# to get a MDS code from a hyperoval in a projective plane

explain how we can get a MDS code of length q+2 and dimension q-1 from a hyperoval

in a projective plane PG2(q) with q a power of 2?

HINT:a hyperoval Q is a set of q+2 points such that no three points in Q are collinear.
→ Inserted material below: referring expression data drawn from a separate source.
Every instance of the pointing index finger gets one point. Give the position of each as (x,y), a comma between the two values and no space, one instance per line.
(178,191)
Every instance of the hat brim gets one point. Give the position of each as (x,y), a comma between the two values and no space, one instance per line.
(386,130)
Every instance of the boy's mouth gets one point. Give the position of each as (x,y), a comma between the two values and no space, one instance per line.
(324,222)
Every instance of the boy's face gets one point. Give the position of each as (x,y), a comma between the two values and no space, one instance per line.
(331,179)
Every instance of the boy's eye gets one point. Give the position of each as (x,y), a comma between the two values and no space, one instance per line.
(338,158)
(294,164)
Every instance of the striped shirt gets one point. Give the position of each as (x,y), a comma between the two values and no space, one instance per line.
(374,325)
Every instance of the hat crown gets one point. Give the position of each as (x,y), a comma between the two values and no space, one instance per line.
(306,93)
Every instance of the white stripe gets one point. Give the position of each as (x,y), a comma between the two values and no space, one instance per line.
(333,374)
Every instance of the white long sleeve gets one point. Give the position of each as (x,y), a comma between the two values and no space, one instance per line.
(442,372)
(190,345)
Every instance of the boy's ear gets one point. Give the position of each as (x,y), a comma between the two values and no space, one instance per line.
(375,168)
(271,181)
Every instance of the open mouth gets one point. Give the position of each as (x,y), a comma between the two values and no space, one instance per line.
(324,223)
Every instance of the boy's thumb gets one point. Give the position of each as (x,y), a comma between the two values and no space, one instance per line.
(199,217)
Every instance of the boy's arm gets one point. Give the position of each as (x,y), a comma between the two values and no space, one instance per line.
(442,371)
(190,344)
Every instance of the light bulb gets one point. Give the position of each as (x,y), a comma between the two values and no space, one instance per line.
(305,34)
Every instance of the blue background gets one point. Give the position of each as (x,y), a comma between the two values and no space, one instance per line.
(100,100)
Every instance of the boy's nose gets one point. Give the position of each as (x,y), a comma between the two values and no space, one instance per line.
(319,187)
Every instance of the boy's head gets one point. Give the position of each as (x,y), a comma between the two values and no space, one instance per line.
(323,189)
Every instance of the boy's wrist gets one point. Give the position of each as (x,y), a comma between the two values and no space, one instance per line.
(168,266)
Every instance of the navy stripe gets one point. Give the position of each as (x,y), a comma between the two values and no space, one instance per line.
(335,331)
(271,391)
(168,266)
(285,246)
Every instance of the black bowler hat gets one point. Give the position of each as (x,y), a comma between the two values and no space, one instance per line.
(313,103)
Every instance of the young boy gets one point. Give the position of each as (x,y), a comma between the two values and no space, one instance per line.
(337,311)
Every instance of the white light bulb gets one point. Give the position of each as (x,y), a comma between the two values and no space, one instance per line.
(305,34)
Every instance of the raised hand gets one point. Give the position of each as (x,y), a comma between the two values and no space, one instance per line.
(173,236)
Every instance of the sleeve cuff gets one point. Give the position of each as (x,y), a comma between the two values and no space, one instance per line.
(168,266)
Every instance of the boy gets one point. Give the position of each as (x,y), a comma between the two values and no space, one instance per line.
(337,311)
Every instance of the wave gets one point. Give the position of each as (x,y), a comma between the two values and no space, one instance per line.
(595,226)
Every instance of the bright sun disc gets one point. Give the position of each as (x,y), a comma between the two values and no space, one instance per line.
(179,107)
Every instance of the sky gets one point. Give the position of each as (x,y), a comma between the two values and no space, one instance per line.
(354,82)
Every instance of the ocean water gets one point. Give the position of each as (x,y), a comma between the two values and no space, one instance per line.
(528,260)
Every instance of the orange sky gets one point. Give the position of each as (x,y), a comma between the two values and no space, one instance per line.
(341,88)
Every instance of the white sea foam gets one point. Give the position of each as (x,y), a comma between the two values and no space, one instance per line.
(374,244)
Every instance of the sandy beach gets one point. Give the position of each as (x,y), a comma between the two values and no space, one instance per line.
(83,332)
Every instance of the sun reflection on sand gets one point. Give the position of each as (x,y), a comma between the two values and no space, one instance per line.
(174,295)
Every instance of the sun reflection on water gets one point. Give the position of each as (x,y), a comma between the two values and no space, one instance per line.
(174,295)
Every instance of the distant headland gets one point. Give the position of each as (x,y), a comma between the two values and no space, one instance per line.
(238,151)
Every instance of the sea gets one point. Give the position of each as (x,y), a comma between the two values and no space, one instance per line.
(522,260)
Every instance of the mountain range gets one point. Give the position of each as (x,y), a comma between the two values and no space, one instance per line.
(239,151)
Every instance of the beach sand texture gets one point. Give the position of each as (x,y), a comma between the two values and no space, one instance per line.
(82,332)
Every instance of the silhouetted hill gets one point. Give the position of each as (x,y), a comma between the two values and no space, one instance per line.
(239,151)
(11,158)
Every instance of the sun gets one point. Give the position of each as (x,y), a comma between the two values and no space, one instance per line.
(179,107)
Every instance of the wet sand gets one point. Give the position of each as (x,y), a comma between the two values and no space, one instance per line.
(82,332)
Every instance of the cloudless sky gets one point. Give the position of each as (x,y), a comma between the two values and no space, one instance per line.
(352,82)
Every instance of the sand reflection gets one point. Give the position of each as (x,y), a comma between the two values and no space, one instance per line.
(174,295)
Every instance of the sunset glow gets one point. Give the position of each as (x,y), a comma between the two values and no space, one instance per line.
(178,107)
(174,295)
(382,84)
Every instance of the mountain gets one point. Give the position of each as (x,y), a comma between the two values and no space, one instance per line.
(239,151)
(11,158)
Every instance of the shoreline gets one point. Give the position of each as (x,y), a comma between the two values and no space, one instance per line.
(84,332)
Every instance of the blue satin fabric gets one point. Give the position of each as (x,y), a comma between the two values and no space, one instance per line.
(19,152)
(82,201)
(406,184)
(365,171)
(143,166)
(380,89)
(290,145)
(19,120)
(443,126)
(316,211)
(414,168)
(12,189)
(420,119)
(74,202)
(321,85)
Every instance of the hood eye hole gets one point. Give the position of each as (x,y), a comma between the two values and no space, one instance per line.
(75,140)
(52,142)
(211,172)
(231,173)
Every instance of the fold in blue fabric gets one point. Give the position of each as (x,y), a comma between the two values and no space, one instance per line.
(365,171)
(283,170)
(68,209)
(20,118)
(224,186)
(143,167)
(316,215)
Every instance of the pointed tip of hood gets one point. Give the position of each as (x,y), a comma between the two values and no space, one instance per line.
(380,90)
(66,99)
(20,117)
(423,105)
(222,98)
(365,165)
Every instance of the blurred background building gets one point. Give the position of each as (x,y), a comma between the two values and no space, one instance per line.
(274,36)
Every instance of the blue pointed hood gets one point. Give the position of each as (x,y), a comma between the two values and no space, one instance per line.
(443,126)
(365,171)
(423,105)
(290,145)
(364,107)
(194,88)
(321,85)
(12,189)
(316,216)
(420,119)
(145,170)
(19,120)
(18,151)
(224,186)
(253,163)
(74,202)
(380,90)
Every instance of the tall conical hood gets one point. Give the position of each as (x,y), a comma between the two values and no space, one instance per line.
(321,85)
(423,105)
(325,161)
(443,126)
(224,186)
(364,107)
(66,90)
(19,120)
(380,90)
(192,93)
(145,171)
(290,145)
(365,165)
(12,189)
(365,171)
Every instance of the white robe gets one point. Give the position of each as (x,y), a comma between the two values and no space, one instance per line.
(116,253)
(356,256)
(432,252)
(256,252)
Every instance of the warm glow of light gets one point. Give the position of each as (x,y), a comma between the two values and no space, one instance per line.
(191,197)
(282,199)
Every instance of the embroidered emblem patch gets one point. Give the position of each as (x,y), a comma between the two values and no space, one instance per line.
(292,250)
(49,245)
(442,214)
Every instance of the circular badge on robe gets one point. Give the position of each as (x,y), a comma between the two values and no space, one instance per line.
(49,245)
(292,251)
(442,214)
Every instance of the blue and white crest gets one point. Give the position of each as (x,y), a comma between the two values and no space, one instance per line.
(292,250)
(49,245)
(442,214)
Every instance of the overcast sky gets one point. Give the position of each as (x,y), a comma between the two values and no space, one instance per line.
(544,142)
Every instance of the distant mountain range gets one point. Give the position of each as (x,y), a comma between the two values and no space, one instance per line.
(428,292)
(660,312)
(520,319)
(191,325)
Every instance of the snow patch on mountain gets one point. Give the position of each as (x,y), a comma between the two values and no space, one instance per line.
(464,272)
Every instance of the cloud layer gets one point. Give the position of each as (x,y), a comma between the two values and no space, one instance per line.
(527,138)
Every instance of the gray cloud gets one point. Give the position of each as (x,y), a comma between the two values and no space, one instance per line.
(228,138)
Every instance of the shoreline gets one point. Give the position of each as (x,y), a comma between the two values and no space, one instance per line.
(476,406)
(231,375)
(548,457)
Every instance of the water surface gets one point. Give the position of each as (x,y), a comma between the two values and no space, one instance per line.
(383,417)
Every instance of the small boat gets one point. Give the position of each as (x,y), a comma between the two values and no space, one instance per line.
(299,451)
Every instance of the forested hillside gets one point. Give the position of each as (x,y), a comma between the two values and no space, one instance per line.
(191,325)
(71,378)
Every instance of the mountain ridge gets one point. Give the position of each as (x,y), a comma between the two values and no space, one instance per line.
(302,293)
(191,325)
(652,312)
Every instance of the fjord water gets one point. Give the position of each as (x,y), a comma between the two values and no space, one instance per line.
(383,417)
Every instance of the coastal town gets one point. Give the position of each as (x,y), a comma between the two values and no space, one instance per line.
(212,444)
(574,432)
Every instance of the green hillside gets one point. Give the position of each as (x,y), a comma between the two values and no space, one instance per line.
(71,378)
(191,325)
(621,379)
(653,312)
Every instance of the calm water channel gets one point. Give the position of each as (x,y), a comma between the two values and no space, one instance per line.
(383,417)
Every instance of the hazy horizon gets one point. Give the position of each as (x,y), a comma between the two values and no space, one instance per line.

you are expected to get a [q+2,q-1,4] binary code from this.take points,one dimensional

subspaces and blocks as the lines 2-dimensional subspaces

The standard way to get projective coordinates of the points of a hyperoval over $\mathbb F_q$ is to take the vectors $[1 : t : t^2]$ with $t\in\mathbb F_q$ together with $[0 : 1 : 0]$ and $[0 : 0 : 1]$.
Placing these vectors into the columns of a matrix, in the example $\mathbb F_4 = \{0,1,a,a^2\}$ (with $a^2 + a + 1 = 0$) a possible check matrix of a $[6,3,4]$ MDS code is $$\begin{pmatrix} 1 & 0 & 0 & 1 & 1 & 1 \\ 0 & 1 & 0 & 1 & a & a^2 \\ 0 & 0 & 1 & 1 & a^2 & a \end{pmatrix}$$ This specific code is also called Hexacode.
Hint: Form a check matrix with $q+2$ columns and three rows. Place the homogeneous coordinates of the points on the hyperoval into the columns. Prove that the code with this check matrix has no words of weight $\le3$. The points of the projective plane are distinct => no words of weight two. No three collinear => no words of weight three.
Comment: You cannot expect to get a binary code (the Griesmer bound forbids the existence of a binary code with these parameters when $q>2$). You do get a $q$-ary code, which is presumably want the question really asks about.